Here, on the corner of Victoria and Elizabeth Streets in Brunswick, two former grocers lean into the sun like pensioners on a Centrelink pension, soaking up some rays after a lifetime of hard work, meat rations, and mild regret. Their bones are brick. Their breath, neon.


One building wheezes:
SMOKED MEATS. PAPERS. SWEETS.
A flickering gasp from a long-dead milk bar, embalmed in electric tubing.
The other snarls back with fading century-old slogans:
SCRUBBO SOAP.
SEAL TEA IS DELICIOUS.
BUSHELLS TEA SPEAKS FOR ITSELF.



Well, it used to.
Back in the 1890s, you couldn’t swing a sack of flour in Brunswick without hitting a corner shop. And in 1895, Thomas Sampson Parkin — grocer, wood and coal merchant, local big shot with a nose for stock and a pair of horses he couldn’t afford to lose — ran both 208 and 210 Victoria Street. His empire was roughly ten paces wide. But illness came, the economy tanked, the horses died, and Parkin’s accounts dried up like day-old bread. By 1896, he was insolvent. The whole shop was sold off, lot by lot, cash on the fall of the hammer.
New names rolled through after that like new bartenders in a cursed pub: John Keane slinging soap and tea at No. 210, while Thomas Egan — later fined for drunk driving a cart down Sydney Road — peddled groceries at the “meats and sweets” building of No. 208. Keane folded by 1915. Egan shuffled next door. The smoked meat shop became a butcher, then a milk bar, now a sun-bleached husk. Time turned them all into footnotes.

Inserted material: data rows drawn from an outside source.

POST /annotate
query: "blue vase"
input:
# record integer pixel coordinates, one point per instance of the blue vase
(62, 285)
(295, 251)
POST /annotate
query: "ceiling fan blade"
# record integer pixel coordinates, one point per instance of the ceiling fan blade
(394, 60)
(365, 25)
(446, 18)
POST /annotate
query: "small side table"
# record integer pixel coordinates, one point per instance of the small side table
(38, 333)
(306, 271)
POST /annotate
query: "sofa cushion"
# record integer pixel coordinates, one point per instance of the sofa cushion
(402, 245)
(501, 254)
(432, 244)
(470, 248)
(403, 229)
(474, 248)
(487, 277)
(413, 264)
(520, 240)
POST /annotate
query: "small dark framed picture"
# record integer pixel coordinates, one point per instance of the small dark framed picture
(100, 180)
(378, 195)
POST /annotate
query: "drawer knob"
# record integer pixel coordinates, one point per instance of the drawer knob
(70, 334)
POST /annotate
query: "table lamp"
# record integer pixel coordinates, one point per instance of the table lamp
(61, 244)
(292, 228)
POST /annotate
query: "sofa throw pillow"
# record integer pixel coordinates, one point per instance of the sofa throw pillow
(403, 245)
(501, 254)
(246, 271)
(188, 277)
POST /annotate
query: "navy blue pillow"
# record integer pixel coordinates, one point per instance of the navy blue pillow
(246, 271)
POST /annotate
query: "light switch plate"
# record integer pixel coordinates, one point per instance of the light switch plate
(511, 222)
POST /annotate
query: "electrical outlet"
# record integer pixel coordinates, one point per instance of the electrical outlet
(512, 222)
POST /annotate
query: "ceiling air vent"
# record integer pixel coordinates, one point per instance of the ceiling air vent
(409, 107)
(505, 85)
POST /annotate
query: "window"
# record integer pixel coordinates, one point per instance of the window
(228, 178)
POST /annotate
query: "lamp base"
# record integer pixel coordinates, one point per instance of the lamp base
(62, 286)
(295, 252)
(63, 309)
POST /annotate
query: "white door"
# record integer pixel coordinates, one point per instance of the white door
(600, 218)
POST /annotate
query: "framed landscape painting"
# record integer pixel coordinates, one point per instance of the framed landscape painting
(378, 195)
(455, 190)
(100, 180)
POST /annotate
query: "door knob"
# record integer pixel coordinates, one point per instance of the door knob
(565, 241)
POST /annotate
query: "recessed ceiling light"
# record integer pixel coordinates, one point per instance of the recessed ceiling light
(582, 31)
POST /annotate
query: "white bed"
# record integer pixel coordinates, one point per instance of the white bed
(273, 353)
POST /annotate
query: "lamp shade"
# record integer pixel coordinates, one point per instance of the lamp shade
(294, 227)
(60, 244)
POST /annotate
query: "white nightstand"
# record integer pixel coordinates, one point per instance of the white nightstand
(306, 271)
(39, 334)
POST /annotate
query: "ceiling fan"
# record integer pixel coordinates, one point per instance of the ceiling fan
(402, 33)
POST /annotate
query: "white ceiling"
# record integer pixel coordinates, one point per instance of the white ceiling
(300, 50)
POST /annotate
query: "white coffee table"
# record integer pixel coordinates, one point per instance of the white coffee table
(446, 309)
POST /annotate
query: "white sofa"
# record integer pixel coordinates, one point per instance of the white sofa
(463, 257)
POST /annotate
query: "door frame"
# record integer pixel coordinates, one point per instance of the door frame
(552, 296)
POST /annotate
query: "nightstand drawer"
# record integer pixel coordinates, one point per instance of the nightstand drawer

But the signs still tell a tale.
Those faded, ancient ads.
Artifacts from an age when groceries weren’t trucked in from orbiting warehouses but made a stone’s throw from the shopfront.
Take Scrubbo — the industrial scouring soap cooked up in a Geelong cauldron before it migrated to Burnley, where its stench of boiled tallow terrorised the neighbours and belched offal into the Yarra.




Or SEAL TEA, a potent brew peddled by John Griffiths and Alfred D. Price — a travelling goods salesman from Omeo and an American expat from Ohio — who wrangled tea leaves, cigars, and cognac under the brand of Price, Griffiths & Co., until the business went up in literal smoke in a warehouse fire and was swallowed whole by a larger booze-and-bulk goods empire.

These shops — and the slogans smeared across them — weren’t just slinging products. They were the local lifelines of a community. They knew your name, your debts, your vices. They didn’t sell lifestyle or brand alignment — they sold smokes and soap and the good tea if you had the coin for it.
And now?
The ghosts still sit there.



Ghosts of local industry, mom-and-pop tenacity, and good old-fashioned entrepreneurial madness — immortalised in plaster and paint. We walk past them daily, squinting at the flaked remains of an empire built on Bushells and broken backs. These are the fossils of working-class Brunswick — not enshrined in glass but fading, weather-beaten, clinging onto the sides of buildings most of us forget to look at.